Im Rahmen eines Verfahrens der konkreten Normenkontrolle erklärte der Zweite Senat des Bundesverfassungsgerichts mit Beschluss vom 13. April 2017 das Kernbrennstoffsteuergesetz für mit dem Grundgesetz insgesamt unvereinbar und nichtig. Daraufhin hob das Hauptzollamt seinen Bescheid auf und half dadurch dem Einspruch der Beschwerdeführerin ab. Die aufgrund der Steueranmeldung entrichteten 54.725.320 Euro zahlte es zurück.
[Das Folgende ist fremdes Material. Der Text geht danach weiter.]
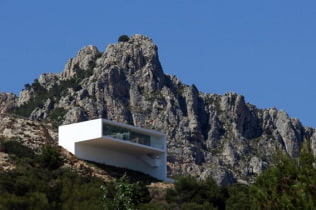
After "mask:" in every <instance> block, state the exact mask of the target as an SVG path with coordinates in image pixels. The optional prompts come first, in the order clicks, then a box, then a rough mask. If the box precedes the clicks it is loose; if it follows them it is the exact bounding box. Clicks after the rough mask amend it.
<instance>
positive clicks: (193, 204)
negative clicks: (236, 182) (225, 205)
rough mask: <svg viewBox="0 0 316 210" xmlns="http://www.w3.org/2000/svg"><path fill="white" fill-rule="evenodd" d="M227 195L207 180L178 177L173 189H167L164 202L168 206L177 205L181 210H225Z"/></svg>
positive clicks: (187, 176)
mask: <svg viewBox="0 0 316 210" xmlns="http://www.w3.org/2000/svg"><path fill="white" fill-rule="evenodd" d="M226 197H227V195H226V192H225V189H224V188H221V187H219V186H218V185H217V184H216V182H215V181H214V180H213V179H211V178H207V179H205V180H197V179H196V178H195V177H192V176H185V177H180V178H179V179H178V180H177V181H176V183H175V185H174V188H173V189H168V190H167V193H166V200H167V202H168V203H169V204H177V206H178V207H180V208H181V209H188V208H193V206H194V209H197V208H199V207H200V208H202V209H205V208H207V207H208V208H211V207H212V208H213V207H214V208H218V209H225V199H226Z"/></svg>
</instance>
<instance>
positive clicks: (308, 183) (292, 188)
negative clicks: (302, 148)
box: [250, 149, 316, 209]
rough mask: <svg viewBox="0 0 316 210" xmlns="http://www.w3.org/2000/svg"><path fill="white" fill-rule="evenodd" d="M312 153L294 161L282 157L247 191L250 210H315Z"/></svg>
mask: <svg viewBox="0 0 316 210" xmlns="http://www.w3.org/2000/svg"><path fill="white" fill-rule="evenodd" d="M314 161H315V158H314V156H313V154H312V153H311V151H307V150H306V149H303V151H301V154H300V156H299V157H298V158H297V159H293V158H290V157H289V156H287V155H284V154H281V155H278V156H277V160H276V163H275V166H273V167H270V168H268V169H267V170H265V171H264V172H263V173H262V174H261V175H260V176H259V177H257V179H256V181H255V183H254V184H253V185H252V186H251V187H250V195H251V205H252V208H253V209H315V207H316V169H315V168H314V167H313V163H314Z"/></svg>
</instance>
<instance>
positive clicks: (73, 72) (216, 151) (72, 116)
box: [0, 35, 316, 185]
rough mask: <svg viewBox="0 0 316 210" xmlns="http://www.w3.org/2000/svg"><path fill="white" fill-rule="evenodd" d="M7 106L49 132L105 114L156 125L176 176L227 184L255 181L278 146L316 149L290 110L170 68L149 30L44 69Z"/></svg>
mask: <svg viewBox="0 0 316 210" xmlns="http://www.w3.org/2000/svg"><path fill="white" fill-rule="evenodd" d="M0 113H15V114H16V115H23V116H24V117H27V118H28V119H29V120H28V121H27V122H32V123H39V122H41V123H48V124H49V125H50V126H52V127H55V129H54V128H52V127H49V126H48V127H49V128H45V129H47V130H46V133H56V127H57V126H58V125H60V124H69V123H72V122H79V121H83V120H88V119H95V118H100V117H102V118H106V119H110V120H116V121H119V122H123V123H128V124H132V125H136V126H140V127H145V128H150V129H155V130H158V131H161V132H164V133H166V134H167V136H168V143H167V145H168V170H169V174H170V175H175V174H192V175H196V176H200V177H202V178H206V177H208V176H211V177H213V178H214V179H215V180H216V181H217V183H218V184H220V185H226V184H229V183H233V182H236V181H239V182H243V183H245V182H251V181H252V180H253V178H254V177H255V176H256V175H258V174H260V173H261V172H262V170H264V169H265V168H266V167H267V166H268V165H269V164H271V161H272V157H273V154H274V153H275V152H276V151H284V152H286V153H288V154H289V155H290V156H292V157H296V156H298V154H299V152H300V148H301V146H302V144H303V143H305V144H307V145H308V146H309V147H310V148H311V149H312V150H313V152H314V154H316V132H315V130H314V129H312V128H306V127H303V126H302V124H301V123H300V121H299V120H297V119H291V118H290V117H289V116H288V115H287V113H286V112H285V111H282V110H277V109H275V108H268V109H258V108H256V106H254V105H251V104H249V103H247V102H246V101H245V99H244V97H243V96H242V95H238V94H236V93H226V94H224V95H218V94H211V93H203V92H200V91H199V90H198V89H197V88H196V87H195V86H194V85H192V86H189V85H186V84H183V83H182V82H181V81H180V80H179V79H177V77H176V76H172V75H168V74H165V73H164V72H163V69H162V66H161V64H160V61H159V57H158V48H157V46H156V45H155V44H154V43H153V42H152V40H151V39H149V38H148V37H146V36H143V35H134V36H132V37H130V39H129V41H127V42H119V43H117V44H110V45H109V46H108V47H107V49H106V51H105V52H100V51H99V50H98V49H97V48H96V47H95V46H87V47H84V48H83V49H81V50H80V51H79V52H78V54H77V55H76V56H75V57H74V58H72V59H70V60H69V61H68V62H67V64H66V65H65V69H64V70H63V71H62V72H61V73H59V74H43V75H41V76H40V77H39V78H38V79H36V80H35V81H34V83H33V84H31V85H28V86H26V87H25V89H24V90H22V91H21V93H20V95H19V97H16V96H14V95H13V94H9V93H1V94H0ZM13 118H15V119H20V118H19V117H13ZM24 120H25V119H24ZM5 126H7V121H5V120H3V119H1V122H0V128H1V127H5ZM16 129H19V128H16ZM26 130H27V129H26ZM26 130H25V131H23V132H29V133H32V132H33V131H32V130H28V131H26ZM0 131H1V133H2V135H3V136H8V135H9V134H8V131H6V132H5V131H4V130H3V129H2V130H1V129H0ZM23 132H22V133H23ZM51 135H52V136H54V135H55V134H51ZM30 139H32V136H31V137H30ZM50 139H52V140H53V141H57V139H56V135H55V137H52V138H50Z"/></svg>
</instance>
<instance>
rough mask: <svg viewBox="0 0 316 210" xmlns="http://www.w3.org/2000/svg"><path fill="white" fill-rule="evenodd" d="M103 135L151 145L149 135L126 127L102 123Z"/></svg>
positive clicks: (126, 140)
mask: <svg viewBox="0 0 316 210" xmlns="http://www.w3.org/2000/svg"><path fill="white" fill-rule="evenodd" d="M103 136H109V137H112V138H115V139H120V140H124V141H130V142H134V143H138V144H143V145H147V146H151V142H150V136H149V135H146V134H142V133H137V132H135V131H133V130H130V129H128V128H124V127H118V126H114V125H109V124H105V123H103Z"/></svg>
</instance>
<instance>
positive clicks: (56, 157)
mask: <svg viewBox="0 0 316 210" xmlns="http://www.w3.org/2000/svg"><path fill="white" fill-rule="evenodd" d="M38 159H39V163H40V164H41V166H42V167H44V168H48V169H51V170H54V169H57V168H59V167H60V166H62V165H63V159H62V157H61V156H60V152H59V148H58V147H56V146H53V145H50V144H48V145H45V146H44V148H43V150H42V153H41V154H40V156H39V157H38Z"/></svg>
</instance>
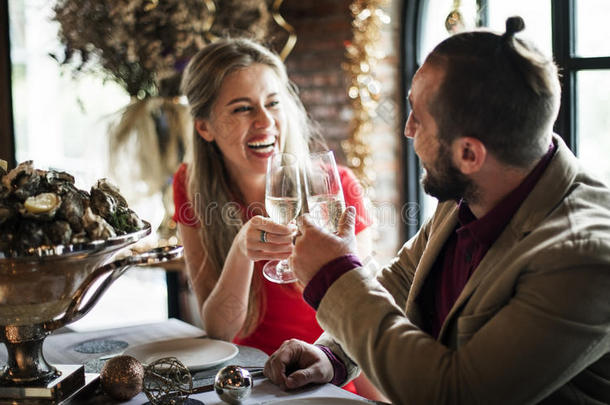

Die Beschwerdeführerin beantragte eine Verzinsung dieses Betrages. Sie verlangte je 0,5 % Zinsen für zehn volle Monate zwischen dem Zeitpunkt der Entrichtung der Steuer am 25. Juli 2016 und dem Eingang der Erstattung am 19. Juni 2017, mithin 2.736.265 Euro. Der Gesetzgeber hat in der Abgabenordnung einen solchen Zinsanspruch allerdings nicht vorgesehen. Das Hauptzollamt Osnabrück lehnte daher die beantragte Festsetzung von Zinsen ab. Der hiergegen eingelegte Einspruch blieb erfolglos. Das Finanzgericht Hamburg wies die gegen die Ablehnung der Verzinsung erhobene Klage ab und ließ die Revision nicht zu. Die von der Beschwerdeführerin eingelegte Nichtzulassungsbeschwerde wies der Bundesfinanzhof als unbegründet zurück.

Mit ihrer Verfassungsbeschwerde rügt die Beschwerdeführerin eine Verletzung ihrer Rechte aus Art. 14 Abs. 1 GG sowie aus Art. 3 Abs. 1 GG, jeweils in Verbindung mit Art. 19 Abs. 4 GG. Allein durch Rückzahlung der Steuer sei die durch Erhebung der verfassungswidrigen Kernbrennstoffsteuer erfolgte Grundrechtsverletzung nicht behoben worden. Vielmehr sei zur vollständigen Kompensation des Eingriffs eine Verzinsung verfassungsrechtlich geboten.

Wesentliche Erwägungen des Senats:

Die angegriffenen fachbehördlichen und -gerichtlichen Entscheidungen verletzen die Beschwerdeführerin durch Versagung des im Ausgangsverfahren begehrten Zinsanspruchs nicht in ihren Grundrechten.

Der Zinsanspruch folgt nicht unmittelbar aus dem Grundgesetz.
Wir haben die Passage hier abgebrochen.